As a Sicilian player with Black, I find the Alapin Sicilian most annoying. I seek to play the Paulsen or Taimanov Sicilian w early e6, so you can't play a Bb5 Sicilian against it. With the Alapin, White is trying to limit your counterplay and just get a lingering small positional advantage. The best defense for Black is played like the Alekhine defense, Nf6 allowing e5, which I really don't like.
With White, you can always play the Alapin if you are patient and don't expect to blast your opponent off the board in 15-20 moves. In the open Sicilians, Black can try a variety of complex structures. You'd get a bigger advantage with white if you know exactly what to do and have great attacking skills, but it takes a lot more know how.
The most comprehensive opening guide to the Alapin was written by Murray Chandler. GM Sveshnikov also played it with success and has written about it.

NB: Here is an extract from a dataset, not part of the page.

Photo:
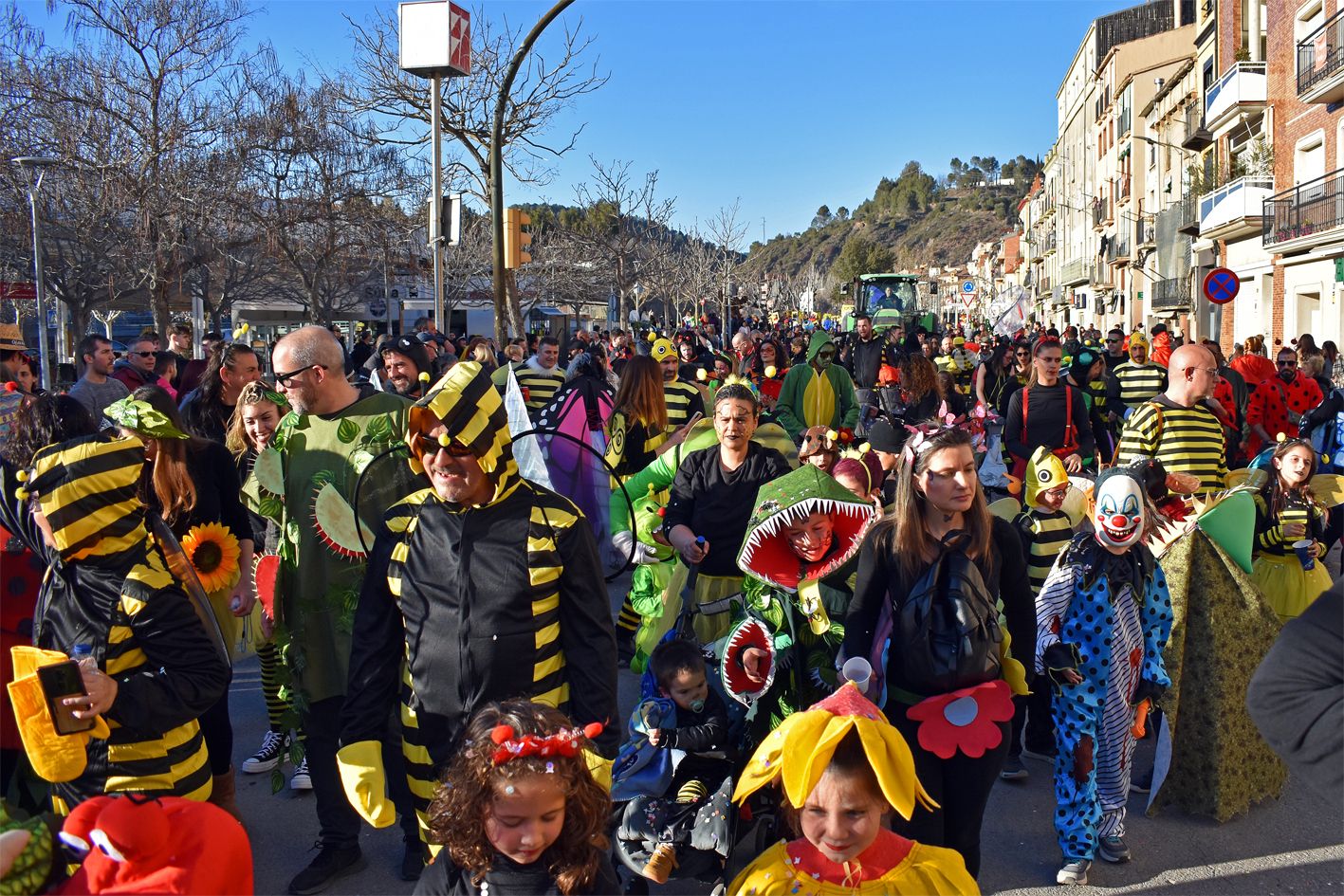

I breathe a sigh of relief when somebody tries the Grand Prix Attack. The defense is not that complicated. I know how the easy cookbook mating attack with Bc4 works, so I don't just walk into it. To surprise the Black player, you need some very unorthodox weirdness like 2 b3 or 2 Na3 or 2 g3, but that just forces Black to think for himself early and not rely on memory or habit.
I've been experimenting with 2. Qh5 lately. Having moderate success. The Siclian is quite a solid defense for black. I don't think there's a "trump card" against it.